Receptors for acetylcholine on the urothelium (the epithelial lining of the urinary tract) and on afferent nerves as well as the detrusor muscle provide a broad basis for the action of antimuscarinic drugs in the treatment of overactive bladder. Oxybutynin, which is somewhat selective for M₃ receptors, is used to relieve bladder spasm after urologic surgery, eg, prostatectomy. It is also valuable in reducing involuntary voiding in patients with neurologic disease, eg, children with meningomyelocele. Oral oxybutynin or instillation of the drug by catheter into the bladder in such patients appears to improve bladder capacity and continence and to reduce infection and renal damage. Transdermally applied oxybutynin or its extended release form reduce the need for multiple daily doses. Trospium, a nonselective antagonist, has been approved and is comparable in efficacy and side effects to oxybutynin. Darifenacin and solifenacin are recently approved antagonists that have greater selectivity for M₃ receptors than oxybutynin or trospium. Darifenacin and solifenacin have the advantage of once-daily dosing because of their long half-lives. Tolterodine and fesoterodine, M₃-selective antimuscarinics, are available for use in adults with urinary incontinence. They have many of the qualities of darifenacin and solifenacin and are available in extended-release tablets. The convenience of the newer and longer-acting drugs has not been accompanied by improvements in overall efficacy or by reductions in side effects such as dry mouth.
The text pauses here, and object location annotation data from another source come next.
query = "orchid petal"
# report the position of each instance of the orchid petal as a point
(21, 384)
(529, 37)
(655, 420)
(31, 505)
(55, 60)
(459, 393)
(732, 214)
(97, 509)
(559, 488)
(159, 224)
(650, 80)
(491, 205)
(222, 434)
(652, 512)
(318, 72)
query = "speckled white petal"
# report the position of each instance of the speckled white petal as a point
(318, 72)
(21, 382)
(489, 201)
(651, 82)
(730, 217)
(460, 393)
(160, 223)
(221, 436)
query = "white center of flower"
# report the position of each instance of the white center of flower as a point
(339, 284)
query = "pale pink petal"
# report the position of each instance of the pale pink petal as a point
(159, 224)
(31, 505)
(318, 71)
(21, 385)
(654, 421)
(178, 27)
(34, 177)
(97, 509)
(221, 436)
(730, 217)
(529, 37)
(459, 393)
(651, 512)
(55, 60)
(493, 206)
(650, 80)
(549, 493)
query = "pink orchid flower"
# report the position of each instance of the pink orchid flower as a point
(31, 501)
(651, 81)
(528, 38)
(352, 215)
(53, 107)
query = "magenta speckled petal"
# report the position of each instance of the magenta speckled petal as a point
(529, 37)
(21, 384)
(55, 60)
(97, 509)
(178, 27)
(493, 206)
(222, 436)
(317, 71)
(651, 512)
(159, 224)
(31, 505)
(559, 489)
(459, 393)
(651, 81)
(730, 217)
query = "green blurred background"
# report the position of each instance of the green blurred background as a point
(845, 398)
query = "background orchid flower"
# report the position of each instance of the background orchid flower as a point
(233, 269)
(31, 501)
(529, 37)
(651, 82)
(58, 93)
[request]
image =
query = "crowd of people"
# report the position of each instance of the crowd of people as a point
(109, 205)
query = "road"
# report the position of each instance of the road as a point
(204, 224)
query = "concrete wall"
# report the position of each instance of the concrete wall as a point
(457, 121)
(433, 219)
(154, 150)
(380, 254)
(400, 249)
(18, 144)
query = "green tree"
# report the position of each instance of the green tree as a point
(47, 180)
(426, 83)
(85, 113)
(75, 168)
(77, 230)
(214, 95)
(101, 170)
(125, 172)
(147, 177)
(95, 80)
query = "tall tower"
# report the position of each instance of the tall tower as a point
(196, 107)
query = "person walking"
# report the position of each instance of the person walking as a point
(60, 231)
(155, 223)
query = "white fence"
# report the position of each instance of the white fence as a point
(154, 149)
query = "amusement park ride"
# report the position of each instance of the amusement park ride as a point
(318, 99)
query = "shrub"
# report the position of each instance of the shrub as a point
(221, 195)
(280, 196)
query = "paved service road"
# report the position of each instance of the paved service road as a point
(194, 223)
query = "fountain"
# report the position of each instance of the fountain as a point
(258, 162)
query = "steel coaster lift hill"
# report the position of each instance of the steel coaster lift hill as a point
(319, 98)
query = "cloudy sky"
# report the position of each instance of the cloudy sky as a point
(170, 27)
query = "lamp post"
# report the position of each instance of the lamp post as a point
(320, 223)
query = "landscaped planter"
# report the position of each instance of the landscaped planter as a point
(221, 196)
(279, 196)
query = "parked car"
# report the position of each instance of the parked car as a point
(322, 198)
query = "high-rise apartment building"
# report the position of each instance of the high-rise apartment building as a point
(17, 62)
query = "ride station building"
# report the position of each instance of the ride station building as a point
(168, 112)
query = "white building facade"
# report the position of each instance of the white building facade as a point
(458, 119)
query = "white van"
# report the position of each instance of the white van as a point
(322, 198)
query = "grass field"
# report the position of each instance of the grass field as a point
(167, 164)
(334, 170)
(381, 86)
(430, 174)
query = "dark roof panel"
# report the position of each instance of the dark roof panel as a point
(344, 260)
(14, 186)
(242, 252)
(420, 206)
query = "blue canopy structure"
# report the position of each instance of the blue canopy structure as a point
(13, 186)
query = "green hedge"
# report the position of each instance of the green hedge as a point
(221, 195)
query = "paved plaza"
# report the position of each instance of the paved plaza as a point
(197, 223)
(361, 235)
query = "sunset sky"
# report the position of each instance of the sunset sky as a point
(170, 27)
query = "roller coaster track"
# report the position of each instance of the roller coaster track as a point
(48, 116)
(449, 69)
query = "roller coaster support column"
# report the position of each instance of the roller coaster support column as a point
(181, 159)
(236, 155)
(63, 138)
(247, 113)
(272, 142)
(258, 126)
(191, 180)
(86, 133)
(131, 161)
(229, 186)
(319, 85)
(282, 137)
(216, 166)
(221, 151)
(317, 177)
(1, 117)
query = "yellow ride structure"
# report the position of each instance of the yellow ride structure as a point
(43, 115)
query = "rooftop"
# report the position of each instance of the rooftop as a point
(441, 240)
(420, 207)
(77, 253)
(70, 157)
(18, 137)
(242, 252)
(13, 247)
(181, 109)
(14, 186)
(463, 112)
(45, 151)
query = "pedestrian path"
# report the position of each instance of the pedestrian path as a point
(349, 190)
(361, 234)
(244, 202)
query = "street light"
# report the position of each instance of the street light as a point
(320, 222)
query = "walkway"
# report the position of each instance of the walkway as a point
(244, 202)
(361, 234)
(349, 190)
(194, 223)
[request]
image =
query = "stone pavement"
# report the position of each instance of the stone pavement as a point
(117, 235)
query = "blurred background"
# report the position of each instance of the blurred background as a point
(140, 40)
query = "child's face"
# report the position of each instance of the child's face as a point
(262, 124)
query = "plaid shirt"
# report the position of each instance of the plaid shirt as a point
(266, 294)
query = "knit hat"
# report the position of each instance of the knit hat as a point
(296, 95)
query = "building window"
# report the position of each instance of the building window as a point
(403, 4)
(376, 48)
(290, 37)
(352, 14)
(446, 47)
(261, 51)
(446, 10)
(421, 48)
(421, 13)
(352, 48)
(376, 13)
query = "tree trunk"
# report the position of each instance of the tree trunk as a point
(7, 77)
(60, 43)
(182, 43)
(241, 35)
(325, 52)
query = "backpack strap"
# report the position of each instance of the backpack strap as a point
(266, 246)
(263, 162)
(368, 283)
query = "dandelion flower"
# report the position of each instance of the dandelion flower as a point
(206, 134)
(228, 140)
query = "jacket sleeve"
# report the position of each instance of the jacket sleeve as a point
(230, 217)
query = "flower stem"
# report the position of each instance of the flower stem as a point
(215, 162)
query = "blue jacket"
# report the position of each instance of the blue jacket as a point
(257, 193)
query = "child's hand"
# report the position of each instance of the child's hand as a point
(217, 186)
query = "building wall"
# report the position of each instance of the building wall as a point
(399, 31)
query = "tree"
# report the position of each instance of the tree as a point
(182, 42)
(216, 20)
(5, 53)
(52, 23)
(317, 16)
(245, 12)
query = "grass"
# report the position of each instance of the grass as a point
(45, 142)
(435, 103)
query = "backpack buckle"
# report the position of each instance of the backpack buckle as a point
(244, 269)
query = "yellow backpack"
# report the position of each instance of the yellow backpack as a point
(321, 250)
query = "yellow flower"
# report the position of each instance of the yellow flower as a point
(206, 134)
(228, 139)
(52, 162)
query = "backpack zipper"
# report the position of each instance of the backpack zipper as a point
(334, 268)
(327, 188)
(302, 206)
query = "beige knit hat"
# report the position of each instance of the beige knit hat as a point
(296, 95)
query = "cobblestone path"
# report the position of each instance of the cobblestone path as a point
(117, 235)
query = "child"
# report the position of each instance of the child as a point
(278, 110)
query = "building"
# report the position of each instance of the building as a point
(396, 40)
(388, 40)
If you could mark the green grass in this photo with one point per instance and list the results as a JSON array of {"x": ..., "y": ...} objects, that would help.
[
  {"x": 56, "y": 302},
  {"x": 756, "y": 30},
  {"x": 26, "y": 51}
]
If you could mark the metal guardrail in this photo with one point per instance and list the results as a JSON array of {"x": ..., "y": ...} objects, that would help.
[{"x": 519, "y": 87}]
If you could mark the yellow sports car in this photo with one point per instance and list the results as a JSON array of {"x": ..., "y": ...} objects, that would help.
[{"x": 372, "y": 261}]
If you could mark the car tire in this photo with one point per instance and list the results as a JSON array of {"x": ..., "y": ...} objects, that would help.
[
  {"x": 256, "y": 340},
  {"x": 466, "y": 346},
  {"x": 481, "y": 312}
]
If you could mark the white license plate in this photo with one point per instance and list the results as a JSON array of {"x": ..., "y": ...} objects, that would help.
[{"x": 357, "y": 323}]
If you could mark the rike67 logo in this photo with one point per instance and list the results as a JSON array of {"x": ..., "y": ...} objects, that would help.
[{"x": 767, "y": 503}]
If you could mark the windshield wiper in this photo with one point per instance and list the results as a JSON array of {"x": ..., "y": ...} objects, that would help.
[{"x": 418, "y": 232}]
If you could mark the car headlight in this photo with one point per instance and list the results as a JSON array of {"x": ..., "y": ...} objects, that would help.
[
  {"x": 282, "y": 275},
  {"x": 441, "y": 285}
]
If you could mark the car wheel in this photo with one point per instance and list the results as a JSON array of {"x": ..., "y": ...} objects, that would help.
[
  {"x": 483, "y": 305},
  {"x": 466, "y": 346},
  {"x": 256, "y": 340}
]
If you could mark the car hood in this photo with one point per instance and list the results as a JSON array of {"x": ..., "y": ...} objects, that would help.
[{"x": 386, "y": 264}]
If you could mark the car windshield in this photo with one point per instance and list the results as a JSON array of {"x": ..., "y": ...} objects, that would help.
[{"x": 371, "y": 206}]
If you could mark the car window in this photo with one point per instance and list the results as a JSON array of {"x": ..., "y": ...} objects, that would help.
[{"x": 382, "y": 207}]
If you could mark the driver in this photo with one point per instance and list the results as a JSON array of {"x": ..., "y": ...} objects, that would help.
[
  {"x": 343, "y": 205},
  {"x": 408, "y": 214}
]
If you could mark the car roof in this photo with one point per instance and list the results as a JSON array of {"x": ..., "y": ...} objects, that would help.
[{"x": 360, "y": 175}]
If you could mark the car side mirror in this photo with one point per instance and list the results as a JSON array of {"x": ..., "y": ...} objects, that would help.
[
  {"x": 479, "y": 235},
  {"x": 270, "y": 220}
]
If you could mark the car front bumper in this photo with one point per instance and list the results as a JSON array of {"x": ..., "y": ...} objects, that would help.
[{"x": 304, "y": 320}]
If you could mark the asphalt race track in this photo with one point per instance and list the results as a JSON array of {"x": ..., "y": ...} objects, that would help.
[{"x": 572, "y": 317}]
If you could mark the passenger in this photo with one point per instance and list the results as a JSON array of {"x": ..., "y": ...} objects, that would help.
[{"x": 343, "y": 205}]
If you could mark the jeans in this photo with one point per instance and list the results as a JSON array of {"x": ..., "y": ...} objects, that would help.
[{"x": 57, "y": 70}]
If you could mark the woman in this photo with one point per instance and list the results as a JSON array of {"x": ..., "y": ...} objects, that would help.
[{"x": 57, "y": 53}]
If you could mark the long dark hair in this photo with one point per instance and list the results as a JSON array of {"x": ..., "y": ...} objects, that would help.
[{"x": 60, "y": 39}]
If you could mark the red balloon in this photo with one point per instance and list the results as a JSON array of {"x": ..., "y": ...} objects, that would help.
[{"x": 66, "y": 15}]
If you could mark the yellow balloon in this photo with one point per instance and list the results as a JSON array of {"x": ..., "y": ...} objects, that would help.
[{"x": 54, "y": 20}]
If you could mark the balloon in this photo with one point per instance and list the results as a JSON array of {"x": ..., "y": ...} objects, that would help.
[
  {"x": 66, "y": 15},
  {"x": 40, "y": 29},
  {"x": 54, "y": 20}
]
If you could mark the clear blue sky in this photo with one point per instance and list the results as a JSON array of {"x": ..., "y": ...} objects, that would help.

An alternative treatment for urinary incontinence refractory to antimuscarinic drugs is intrabladder injection of botulinum toxin A. By interfering with the release of neuronal acetylcholine (see Figure 6–3) and, perhaps the activity of sensory nerves in the urothelium, botulinum toxin is reported to reduce urinary incontinence for several months after a single treatment. This approach is not an FDA-approved indication at present.

Imipramine, a tricyclic antidepressant drug with strong antimuscarinic actions, has long been used to reduce incontinence in institutionalized elderly patients. It is moderately effective but causes significant CNS toxicity. Propiverine, a newer antimuscarinic agent, has been approved for this purpose.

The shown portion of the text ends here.